American biostatistician (1929–2015)

Mary Grace Kovar (July 6, 1929 – September 21, 2015) was an American statistician.

Kovar worked as chief of the Analytical Coordination Branch of the Division of Analysis at the National Center for Health Statistics.

For many years she was the coordinator of Health, United States, a series of books reporting the health statistics of Americans.
By 1996, she had retired from the NCHS, and had become a senior research scientist at NORC at the University of Chicago.
She was a vice president at NORC by 2000.

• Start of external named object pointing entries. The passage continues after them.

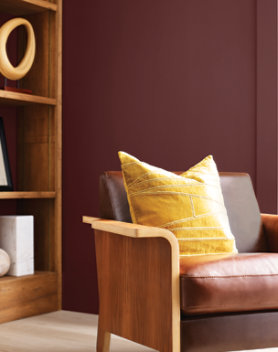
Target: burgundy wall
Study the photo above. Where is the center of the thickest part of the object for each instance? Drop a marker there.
(167, 81)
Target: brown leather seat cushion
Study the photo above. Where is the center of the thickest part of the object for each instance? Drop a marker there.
(229, 283)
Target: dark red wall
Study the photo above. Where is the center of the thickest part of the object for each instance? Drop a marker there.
(167, 81)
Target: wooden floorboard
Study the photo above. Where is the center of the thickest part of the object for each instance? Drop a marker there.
(61, 331)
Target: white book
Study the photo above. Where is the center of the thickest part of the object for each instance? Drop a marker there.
(17, 239)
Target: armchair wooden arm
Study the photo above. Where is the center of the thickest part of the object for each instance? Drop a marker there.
(270, 226)
(138, 278)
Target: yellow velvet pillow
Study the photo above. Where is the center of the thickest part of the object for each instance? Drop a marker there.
(190, 205)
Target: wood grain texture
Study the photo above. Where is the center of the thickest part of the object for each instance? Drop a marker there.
(21, 99)
(24, 7)
(27, 295)
(138, 277)
(39, 151)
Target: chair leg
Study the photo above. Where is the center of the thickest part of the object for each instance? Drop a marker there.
(103, 340)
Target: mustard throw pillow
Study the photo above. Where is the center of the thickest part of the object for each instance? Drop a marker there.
(190, 205)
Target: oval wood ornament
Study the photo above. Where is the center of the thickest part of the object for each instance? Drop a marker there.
(6, 68)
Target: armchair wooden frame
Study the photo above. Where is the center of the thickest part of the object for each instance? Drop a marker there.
(139, 284)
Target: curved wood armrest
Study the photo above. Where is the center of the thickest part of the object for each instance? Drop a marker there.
(270, 226)
(157, 254)
(130, 230)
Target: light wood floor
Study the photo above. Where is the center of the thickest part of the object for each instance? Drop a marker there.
(61, 332)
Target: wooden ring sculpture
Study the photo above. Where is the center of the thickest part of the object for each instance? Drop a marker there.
(6, 68)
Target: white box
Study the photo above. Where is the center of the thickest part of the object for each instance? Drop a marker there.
(17, 239)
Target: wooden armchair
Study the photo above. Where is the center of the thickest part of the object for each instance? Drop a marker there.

She married Earl S. Pollack, a biostatistician at the National Institutes of Health. Pollack died in 2012.

The topics of some of Kovar's best-cited publications include trends in blood lead levels,
infant nutrition and its effects on health,
patterns of sensitivity to allergens,,
longitudinal studies of aging,
and a comparison of the results of in-person interviews versus telephone surveys.

Kovar was elected as a Fellow of the American Statistical Association in 1979, seven years after Pollack. She became a fellow of the American Association for the Advancement of Science in 1990.